In 1994, Kristen Blake promised her ailing father, Stefano that she would marry Tony. She goes through with her wedding to Tony, who is later revealed to be Tony's lookalike, André (Penghlis). Kristen travels to the family estate in New Orleans, Maison Blanche, where she is taken captive by a very much alive Stefano forcing John Black to come to the rescue. She later discovers "Tony's" schemes to impregnate her and moves in with John. She and John are about to marry when it is revealed that John is actually a priest; Kristen, a devout Catholic, returns to "Tony." Later, John and Kristen are reunited after he is released from his vows and her marriage to "Tony" is annulled. In November 1995, Kristen goes to Aremid as her brother Peter Blake is preparing to marry Jennifer Horton (Melissa Reeves). While there, "Tony" fakes his death and frames John. Though she believes in John's innocence, Peter forces Kristen to testify against him despite John being exonerated.

After over twenty years outside of Salem, Tony was finally located on a deserted island. Anna convinced him to return to Salem to confront his past (and his father), and Tony agreed to team up with the Bradys to end the DiMera/Brady feud once and for all.
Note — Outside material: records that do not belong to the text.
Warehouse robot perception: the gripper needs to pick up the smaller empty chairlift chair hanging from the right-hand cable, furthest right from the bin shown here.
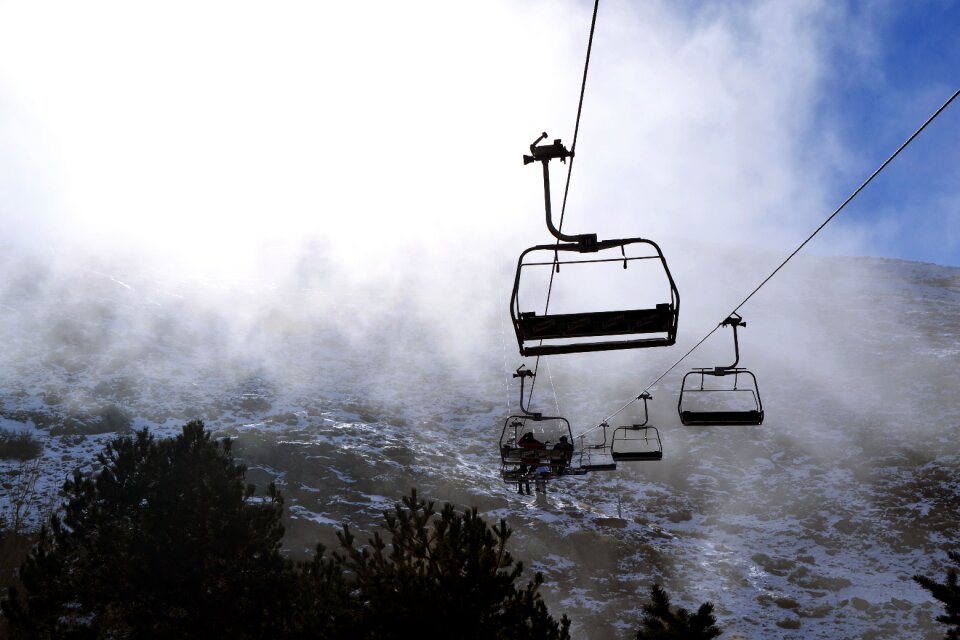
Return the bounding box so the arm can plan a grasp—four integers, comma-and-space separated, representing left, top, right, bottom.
677, 313, 763, 425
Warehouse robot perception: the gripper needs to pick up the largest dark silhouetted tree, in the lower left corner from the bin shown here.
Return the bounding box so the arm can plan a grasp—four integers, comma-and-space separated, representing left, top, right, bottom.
3, 421, 292, 638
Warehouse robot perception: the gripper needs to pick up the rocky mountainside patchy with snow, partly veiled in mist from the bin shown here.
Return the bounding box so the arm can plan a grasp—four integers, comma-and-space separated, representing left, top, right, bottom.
0, 248, 960, 640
In 2009, Count Antony "Tony" DiMera was pronounced dead in Salem University Hospital after falling and becoming impaled, following a fight with Philip Kiriakis over a fuels project that Tony acquired from Titan Industries. The fight was witnessed by Tony's then sister-in-law Nicole Walker. In March 2019, Tony appears in a dream to Marlena Evans. In July 2019, he is revealed to be alive when Kristen (Stacy Haiduk) visits him in Chicago, after it is revealed she helped him escape from a warehouse explosion, where he was being kept during Dr. Rolf's experimental treatment. There, Kristen blackmails Tony into marrying her — under the disguise of Nicole — in order to gain control of DiMera Enterprises.

==Paternity==
Before her death, Daphne DiMera claimed that her lover Enrico, the DiMera family gardener, was Tony's real father and blood tests in the early 1980s supported this as fact.

==Reception==
In 2020, Charlie Mason from Soaps She Knows placed Tony and André jointly at #28 on a list of the 35 most memorable characters from Days of Our Lives, commenting that "Thaao Penghlis’ lookalike connivers have to share an entry, if only because during any given era, we could never be sure which of them we were really watching."